The lady on the other end of the telephone was firm, telling me all the places were full this year but that I could come and see the degree show with a view to applying the following year. That evening I told Mum I was attending an art exhibition and might be a bit late home, but would prepare the salad bowls for the shop in the morning before going to college. I’d saved
up enough money from the pizzas sold in the shop to buy a travel ticket.
With my big portfolio tucked under an armpit, I caught the train to London. I’d never been to the big city and got lost on the underground, finally rising up in the lift to ground level at Covent Garden, where the graphics building was then located on Long Acre. The entrance of the college was deserted. At the top of the stairs, I was faced with four doors with no labels. I spun round, not knowing which one to knock, then a man came out of one.
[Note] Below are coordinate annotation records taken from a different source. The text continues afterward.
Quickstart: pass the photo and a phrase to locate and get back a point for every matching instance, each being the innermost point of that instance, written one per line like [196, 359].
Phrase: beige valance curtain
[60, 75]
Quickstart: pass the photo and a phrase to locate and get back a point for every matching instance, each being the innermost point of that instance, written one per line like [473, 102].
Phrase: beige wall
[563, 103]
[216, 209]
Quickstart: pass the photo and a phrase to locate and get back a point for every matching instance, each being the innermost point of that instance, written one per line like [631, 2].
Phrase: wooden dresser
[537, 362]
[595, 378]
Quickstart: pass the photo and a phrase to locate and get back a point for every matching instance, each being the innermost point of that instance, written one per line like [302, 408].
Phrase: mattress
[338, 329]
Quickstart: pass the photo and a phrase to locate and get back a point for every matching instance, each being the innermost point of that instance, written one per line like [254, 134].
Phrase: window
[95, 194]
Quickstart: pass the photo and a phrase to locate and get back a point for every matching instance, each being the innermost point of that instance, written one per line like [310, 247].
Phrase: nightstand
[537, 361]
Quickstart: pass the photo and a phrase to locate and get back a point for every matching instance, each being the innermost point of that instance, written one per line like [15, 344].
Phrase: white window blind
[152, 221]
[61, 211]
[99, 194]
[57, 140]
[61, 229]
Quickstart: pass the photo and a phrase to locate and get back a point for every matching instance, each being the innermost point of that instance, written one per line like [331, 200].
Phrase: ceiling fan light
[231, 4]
He had a stocky build, was wearing an eccentric floral shirt, and had the most amazing moustache that curled up at each end.
‘Yes, can I help?’ He bent forward, sticking one ear inches away from my face.
Perhaps he thinks I have a quiet voice, I thought. I spoke extra loud, asking if I could see a first-year tutor because I wanted to apply to come this summer. The man repeated word-for-word what the woman on the phone had told me.
‘But I’ve travelled three hours on the train.’ I persisted. ‘Can they not spare ten minutes, please?’